Arthur Kent

Arthur Kent

"One of the best of the breed."
-- Walter Cronkite

"He was always as much news stud as Scud Stud, his long pedigree as a serious journalist speaking impressively for itself."
-- Howard Rosenberg, Los Angeles Times. (Dec 20, 2002)


Journalist, author, documentary filmmaker and outspoken critic of the dumbing down of network news, Arthur Kent covered the recent wars in Afghanistan and Iraq as Contributing Editor of Maclean's, Canada's weekly newsmagazine. Kent has made a specialty of solo assignments in places like Afghanistan, Bosnia and Iraq, but has also been part of large network news teams.

He won back-to-back Emmy Awards for NBC's 1989 coverage of the Tiananmen Square massacre and the Romanian uprising. During the 1991 Gulf War, Kent reported the first-ever live coverage of missile vs. anti-missile warfare. One year later, the "Scud Stud" was forced into a legal battle with NBC management over the intrusion of entertainment values into news. Kent won a record settlement from NBC, and the right to publish the evidence in his book Risk and Redemption: Surviving the Network News Wars. Kent went on to host CBC's MAN ALIVE and set up his own production company, Fast Forward Films.

Three months before the 9/11 terrorist attacks, his documentary about the Taliban, AFGHANISTAN: CAPTIVES OF THE WARLORDS, was broadcast by PBS. The program was extensively re-telecast by PBS and the CBC in Canada after 9/11, and won the Gold WorldMedal at the New York Festivals and a Golden Eagle award from the CINE organization. Kent's other documentary productions include the cinematic short subject A VIEW OF BOSNIA (1993), RETURN TO AFGHANISTAN (CBC, 1995); A WEDDING IN BASRA (PBS, 1998); THE BLACK LEGION: Terror in the Heartland (The History Channel, 2000); AMERICA'S LOST BOMBS: The True Story of Broken Arrows (The History Channel, 2001); AFGHANISTAN: LEGACY OF WAR (The History Channel, 2001); BACK TO BASRA: After Saddam (The History Channel, 2003).

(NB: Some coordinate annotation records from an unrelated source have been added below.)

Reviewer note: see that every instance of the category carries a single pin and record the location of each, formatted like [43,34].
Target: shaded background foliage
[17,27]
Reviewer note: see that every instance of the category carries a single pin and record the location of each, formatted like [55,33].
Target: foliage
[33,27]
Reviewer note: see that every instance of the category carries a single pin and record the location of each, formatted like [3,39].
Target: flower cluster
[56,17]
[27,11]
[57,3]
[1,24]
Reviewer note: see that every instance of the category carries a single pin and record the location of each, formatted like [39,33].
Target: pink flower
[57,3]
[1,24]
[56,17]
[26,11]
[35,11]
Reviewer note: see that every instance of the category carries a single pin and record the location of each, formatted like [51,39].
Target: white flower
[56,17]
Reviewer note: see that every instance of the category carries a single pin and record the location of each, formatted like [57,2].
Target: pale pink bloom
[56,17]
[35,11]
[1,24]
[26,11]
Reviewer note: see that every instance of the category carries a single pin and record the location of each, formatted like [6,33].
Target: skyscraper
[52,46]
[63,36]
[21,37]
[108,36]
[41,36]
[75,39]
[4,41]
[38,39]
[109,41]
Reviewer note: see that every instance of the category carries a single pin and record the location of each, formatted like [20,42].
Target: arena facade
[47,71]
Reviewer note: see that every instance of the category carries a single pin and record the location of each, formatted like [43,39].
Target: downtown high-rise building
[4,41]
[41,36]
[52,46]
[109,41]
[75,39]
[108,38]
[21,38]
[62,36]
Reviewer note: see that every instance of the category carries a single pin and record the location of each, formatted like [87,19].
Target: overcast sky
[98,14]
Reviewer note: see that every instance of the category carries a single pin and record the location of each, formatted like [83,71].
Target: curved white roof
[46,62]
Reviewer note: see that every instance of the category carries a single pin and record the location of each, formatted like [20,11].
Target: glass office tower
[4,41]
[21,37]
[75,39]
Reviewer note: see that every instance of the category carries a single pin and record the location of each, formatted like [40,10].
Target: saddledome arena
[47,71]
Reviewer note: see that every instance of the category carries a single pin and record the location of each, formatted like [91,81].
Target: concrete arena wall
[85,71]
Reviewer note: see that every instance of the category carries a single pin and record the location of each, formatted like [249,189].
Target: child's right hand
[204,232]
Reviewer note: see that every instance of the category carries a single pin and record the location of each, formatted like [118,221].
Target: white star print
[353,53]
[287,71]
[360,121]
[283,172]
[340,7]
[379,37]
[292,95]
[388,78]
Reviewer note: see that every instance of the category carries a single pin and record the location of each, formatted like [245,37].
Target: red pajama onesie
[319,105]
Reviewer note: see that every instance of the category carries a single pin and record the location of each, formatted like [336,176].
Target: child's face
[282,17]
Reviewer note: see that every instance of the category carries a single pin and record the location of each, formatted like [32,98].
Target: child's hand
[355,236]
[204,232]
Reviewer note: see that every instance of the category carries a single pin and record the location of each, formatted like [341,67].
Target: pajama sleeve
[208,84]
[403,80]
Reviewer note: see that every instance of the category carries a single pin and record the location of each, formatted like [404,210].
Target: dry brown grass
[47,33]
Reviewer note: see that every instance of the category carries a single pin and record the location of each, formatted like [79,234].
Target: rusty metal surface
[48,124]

Arthur Kent is a member of the International Federation of Journalists and Britain's National Union of Journalists, and of PEN Canada and the Writer's Union of Canada. He is a director of the Military Reporters and Editors of America, and co-founder of TVNewscan, a project of The George Washington University's School of Media and Public Affairs, which will assess television news coverage of the Iraq war.